There is no doubt that the charge that the Senate has not produced a budget in three years has resonated with many voters; I hear it over and over again from both Republican partisans and independents. I happen to agree with former Senate Budget Chairman Kent Conrad of North Dakota that the charge is false and that the Budget Control Act is a budget that passed the Senate in 2011 and is more like a budget resolution on steroids because it is a law, not a resolution.

That brings us to the next point. Having a budget is nice, but not much more than that. In general, it does not have all that much force. A congressional budget does not require a presidential signature and, absent a set of reconciliation instructions, is far from the be-all and end-all of congressional power or responsibility. The fact is that going back to 1990, at least, the major actions on the budget, the ones taken to keep deficits under control, have been done not through the regular order of the budget process but through extraordinary negotiations that include the White House and congressional leaders. That was true with the Andrews Air Force Base negotiations in 1990, when the politics were dramatically less dysfunctional than those we have faced in the Obama years. Over the past three years, any Senate budget resolution would have been dead on arrival in the House.

It may be different now, of course. The Senate is likely to pass a budget, under reconciliation to avoid a filibuster, that includes a substantial increase in revenue from oil companies, other corporations and wealthy individuals, along with some cuts in the growth of programs, as a counter to House Budget Chairman Paul D. Ryan’s budget. Maybe that will bring House and Senate leaders together, and maybe it will lead to what we need: a third $1.2 trillion to $1.5 trillion in deficit reduction over the next 10 years that would stabilize the debt-to-gross domestic product ratio at a sustainable level. It would involve compromise between the parties and chambers; $400 billion to $600 billion in revenues, most of it from reducing deductions and credits, and $600 billion to $800 billion in program reductions, most of it from entitlements, and it would alter the sequester formula to provide a more rational formula of cuts in discretionary spending than mindless, across-the-board ones.

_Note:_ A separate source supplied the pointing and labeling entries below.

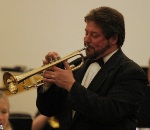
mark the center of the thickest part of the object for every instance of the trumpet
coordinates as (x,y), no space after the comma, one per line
(11,81)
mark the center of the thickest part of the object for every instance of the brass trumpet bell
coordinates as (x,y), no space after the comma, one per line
(12,81)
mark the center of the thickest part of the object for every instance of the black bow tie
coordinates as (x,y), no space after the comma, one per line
(99,61)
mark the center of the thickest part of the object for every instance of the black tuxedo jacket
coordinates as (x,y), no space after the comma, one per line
(111,102)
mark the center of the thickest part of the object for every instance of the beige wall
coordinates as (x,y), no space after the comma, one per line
(31,28)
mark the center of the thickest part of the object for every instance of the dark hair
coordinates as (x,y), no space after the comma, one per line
(110,21)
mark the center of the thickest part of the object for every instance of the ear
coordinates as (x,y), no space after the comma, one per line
(114,39)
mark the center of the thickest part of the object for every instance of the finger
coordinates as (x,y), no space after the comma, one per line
(51,56)
(66,65)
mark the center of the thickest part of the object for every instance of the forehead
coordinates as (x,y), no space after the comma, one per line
(92,26)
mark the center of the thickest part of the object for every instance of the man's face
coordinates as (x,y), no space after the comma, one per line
(96,41)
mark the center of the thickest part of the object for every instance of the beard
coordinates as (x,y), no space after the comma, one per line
(97,53)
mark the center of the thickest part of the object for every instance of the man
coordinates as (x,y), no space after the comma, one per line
(96,96)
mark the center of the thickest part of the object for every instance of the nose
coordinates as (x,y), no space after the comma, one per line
(87,39)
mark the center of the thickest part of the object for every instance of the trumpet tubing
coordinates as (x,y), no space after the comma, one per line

There are relatively easy ways to get the right kind of balanced package. A formula to cap all deductions, except for the charitable ones, that can raise $400 billion over 10 years, combined with the promise of more substantial tax reform, is just that — easy. On Social Security, changing the cost-of-living formula to chained consumer price index, if combined with a more generous minimum benefit and some protections for disabled individuals, can work. I could also see a gradual increase in the retirement age — but only if there were a significantly more generous minimum benefit and reasonable early retirement option to enable those with back-breaking or mind-numbing jobs to opt for retirement and Social Security benefits at age 62. I would combine these changes with Sen. Al Franken’s idea to use a “doughnut hole” formula for Social Security taxes, leaving the current ceiling on wages subject to the Federal Insurance Contributions Act up to, say, $500,000, and then applying the FICA tax to incomes higher than that.

On Medicare, I would both strengthen the cost-cutting measures included in the Affordable Care Act and give them a chance to work — but with benchmarks every two years for the coming decade to reach the desired levels of cost reduction and automatic increases, means-tested, in premiums and co-pays if they are not met under the ACA. Another option is to have automatic cuts in doctor and other provider pay if the benchmarks are not met, adding a powerful incentive for providers to find ways to make the cost control measures work.

If the budget resolutions lead directly to this kind of compromise, I will happily eat my words about the “no budget, no pay” provision. Far more likely, of course, is that the budget resolution will not much matter; any deal, if we get one, is going to come from extra legislative negotiations between the White House and congressional leaders.

Norman Ornstein is a resident scholar at the American Enterprise Institute.